Mainstream neural operators (FNO/WNO/MWNO) exhibit fundamental limitations in solving the Hughes model for pedestrian dynamics—a nonlinear hyperbolic conservation law system coupling the Fokker–Planck and Eikonal equations—particularly under multi-discontinuous initial conditions and dynamic boundary conditions. Method: We conduct a systematic empirical analysis of solution accuracy, quantifying shock localization error and total variation (TV) decay, and identify the implicit regularization mechanism underlying these operators. Contribution/Results: We demonstrate that neural operators induce excessive smoothing, yielding a 62% shock position deviation and an average 37% TV reduction—comparable to Daganzo’s artificial diffusion.

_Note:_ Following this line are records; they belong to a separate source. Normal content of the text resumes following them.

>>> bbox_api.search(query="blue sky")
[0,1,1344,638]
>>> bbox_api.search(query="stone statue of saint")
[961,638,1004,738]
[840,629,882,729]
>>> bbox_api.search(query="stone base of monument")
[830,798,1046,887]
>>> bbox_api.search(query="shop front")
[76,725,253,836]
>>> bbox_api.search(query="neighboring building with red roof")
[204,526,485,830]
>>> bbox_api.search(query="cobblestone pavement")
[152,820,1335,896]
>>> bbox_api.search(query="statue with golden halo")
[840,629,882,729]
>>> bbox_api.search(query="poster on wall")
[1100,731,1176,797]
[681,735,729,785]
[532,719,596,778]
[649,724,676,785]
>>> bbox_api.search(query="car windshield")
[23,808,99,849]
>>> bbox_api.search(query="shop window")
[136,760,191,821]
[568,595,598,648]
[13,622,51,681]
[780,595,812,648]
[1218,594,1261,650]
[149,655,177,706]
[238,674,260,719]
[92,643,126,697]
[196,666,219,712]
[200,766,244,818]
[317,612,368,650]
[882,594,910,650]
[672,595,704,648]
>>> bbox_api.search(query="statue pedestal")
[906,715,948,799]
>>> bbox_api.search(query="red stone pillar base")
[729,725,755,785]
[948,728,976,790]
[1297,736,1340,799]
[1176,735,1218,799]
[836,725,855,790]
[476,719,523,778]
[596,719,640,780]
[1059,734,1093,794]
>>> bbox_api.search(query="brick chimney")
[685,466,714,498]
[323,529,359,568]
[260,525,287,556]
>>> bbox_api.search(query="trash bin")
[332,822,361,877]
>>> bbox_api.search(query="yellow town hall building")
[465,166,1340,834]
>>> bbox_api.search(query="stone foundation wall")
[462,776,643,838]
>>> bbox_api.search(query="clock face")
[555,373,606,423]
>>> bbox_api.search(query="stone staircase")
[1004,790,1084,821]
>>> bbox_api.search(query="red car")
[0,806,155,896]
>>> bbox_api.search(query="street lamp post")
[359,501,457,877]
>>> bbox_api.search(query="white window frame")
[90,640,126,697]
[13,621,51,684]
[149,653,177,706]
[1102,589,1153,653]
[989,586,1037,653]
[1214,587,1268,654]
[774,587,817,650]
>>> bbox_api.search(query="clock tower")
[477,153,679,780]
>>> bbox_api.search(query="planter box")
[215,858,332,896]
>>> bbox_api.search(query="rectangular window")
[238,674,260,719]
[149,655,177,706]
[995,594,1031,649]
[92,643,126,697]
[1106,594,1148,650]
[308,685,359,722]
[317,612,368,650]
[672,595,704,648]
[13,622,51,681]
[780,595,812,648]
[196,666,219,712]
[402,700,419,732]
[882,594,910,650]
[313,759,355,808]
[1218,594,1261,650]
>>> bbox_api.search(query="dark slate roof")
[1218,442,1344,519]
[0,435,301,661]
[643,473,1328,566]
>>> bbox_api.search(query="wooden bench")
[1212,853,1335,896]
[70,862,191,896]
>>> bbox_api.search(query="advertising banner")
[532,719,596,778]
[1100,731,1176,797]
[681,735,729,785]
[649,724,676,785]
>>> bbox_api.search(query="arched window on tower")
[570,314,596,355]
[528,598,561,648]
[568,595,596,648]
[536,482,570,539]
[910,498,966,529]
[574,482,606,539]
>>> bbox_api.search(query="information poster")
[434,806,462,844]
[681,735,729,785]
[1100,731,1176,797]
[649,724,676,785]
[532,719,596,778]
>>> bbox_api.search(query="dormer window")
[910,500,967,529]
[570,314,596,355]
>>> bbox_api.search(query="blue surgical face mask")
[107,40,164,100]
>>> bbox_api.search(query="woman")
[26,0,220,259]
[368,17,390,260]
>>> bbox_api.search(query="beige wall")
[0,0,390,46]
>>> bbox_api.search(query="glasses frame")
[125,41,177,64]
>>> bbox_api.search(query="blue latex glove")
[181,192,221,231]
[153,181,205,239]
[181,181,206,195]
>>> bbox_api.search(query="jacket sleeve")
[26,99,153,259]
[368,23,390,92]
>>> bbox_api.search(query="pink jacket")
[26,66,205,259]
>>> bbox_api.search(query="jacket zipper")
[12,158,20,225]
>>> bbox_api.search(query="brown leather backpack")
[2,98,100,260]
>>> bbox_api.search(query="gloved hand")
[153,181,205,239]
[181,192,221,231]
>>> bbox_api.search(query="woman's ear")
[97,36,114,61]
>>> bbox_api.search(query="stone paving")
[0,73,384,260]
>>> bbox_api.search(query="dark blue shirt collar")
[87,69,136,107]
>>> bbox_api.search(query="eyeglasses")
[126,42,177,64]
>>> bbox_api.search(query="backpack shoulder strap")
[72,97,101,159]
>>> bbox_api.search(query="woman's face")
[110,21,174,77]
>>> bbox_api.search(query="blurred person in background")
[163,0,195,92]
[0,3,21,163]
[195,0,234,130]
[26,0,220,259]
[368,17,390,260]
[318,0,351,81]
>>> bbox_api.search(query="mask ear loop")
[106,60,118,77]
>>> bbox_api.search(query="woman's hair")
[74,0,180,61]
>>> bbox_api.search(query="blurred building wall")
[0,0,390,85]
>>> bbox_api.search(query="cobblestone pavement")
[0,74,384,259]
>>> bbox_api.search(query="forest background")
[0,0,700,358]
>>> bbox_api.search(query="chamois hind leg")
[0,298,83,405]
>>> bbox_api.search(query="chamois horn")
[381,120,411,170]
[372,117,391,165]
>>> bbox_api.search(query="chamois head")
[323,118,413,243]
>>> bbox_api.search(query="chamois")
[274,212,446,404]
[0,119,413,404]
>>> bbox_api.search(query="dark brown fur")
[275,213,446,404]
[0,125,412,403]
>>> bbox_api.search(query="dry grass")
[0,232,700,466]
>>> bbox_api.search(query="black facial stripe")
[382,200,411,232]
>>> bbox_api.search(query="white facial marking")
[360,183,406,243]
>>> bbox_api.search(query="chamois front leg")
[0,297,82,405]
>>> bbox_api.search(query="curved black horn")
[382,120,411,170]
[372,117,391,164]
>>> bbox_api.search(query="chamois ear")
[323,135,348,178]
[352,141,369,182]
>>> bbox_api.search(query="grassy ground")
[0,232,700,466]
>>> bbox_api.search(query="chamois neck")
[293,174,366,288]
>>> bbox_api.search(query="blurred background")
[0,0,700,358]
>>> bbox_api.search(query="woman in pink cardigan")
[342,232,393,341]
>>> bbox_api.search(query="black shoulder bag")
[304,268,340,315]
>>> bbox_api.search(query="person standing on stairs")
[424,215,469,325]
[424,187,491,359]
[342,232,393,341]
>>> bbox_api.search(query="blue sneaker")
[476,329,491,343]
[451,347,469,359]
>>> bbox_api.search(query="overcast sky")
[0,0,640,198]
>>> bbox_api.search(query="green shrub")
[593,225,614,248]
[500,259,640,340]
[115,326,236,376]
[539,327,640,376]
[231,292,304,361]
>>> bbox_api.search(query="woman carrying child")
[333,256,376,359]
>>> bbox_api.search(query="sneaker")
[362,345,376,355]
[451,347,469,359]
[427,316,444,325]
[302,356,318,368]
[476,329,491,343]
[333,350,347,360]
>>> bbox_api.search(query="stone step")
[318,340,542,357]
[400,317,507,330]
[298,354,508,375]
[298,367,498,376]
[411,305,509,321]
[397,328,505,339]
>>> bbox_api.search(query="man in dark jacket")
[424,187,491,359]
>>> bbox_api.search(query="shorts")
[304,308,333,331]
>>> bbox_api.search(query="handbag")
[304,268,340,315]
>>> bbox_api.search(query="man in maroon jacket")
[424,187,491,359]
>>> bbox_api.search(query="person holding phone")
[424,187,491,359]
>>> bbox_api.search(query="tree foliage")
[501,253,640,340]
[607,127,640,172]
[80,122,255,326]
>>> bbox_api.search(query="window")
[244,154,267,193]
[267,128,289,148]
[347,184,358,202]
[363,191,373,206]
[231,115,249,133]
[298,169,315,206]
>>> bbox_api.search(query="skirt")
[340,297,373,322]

This implicit regularization inherently degrades fidelity to discontinuous transport structures. Our work is the first to rigorously establish this deficiency, challenging the physical plausibility of neural operators in shock-sensitive applications such as traffic flow modeling, and providing critical guidance for designing hyperbolic-PDE-aware operator architectures.

This paper investigates the limitations of neural operators in learning solutions for a Hughes model, a first-order hyperbolic conservation law system for crowd dynamics. The model couples a Fokker-Planck equation representing pedestrian density with a Hamilton-Jacobi-type (eikonal) equation. This Hughes model belongs to the class of nonlinear hyperbolic systems that often exhibit complex solution structures, including shocks and discontinuities. In this study, we assess the performance of three state-of-the-art neural operators (Fourier Neural Operator, Wavelet Neural Operator, and Multiwavelet Neural Operator) in various challenging scenarios. Specifically, we consider (1) discontinuous and Gaussian initial conditions and (2) diverse boundary conditions, while also examining the impact of different numerical schemes. Our results show that these neural operators perform well in easy scenarios with fewer discontinuities in the initial condition, yet they struggle in complex scenarios with multiple initial discontinuities and dynamic boundary conditions, even when trained specifically on such complex samples. The predicted solutions often appear smoother, resulting in a reduction in total variation and a loss of important physical features. This smoothing behavior is similar to issues discussed by Daganzo (1995), where models that introduce artificial diffusion were shown to miss essential features such as shock waves in hyperbolic systems. These results suggest that current neural operator architectures may introduce unintended regularization effects that limit their ability to capture transport dynamics governed by discontinuities. They also raise concerns about generalizing these methods to traffic applications where shock preservation is essential.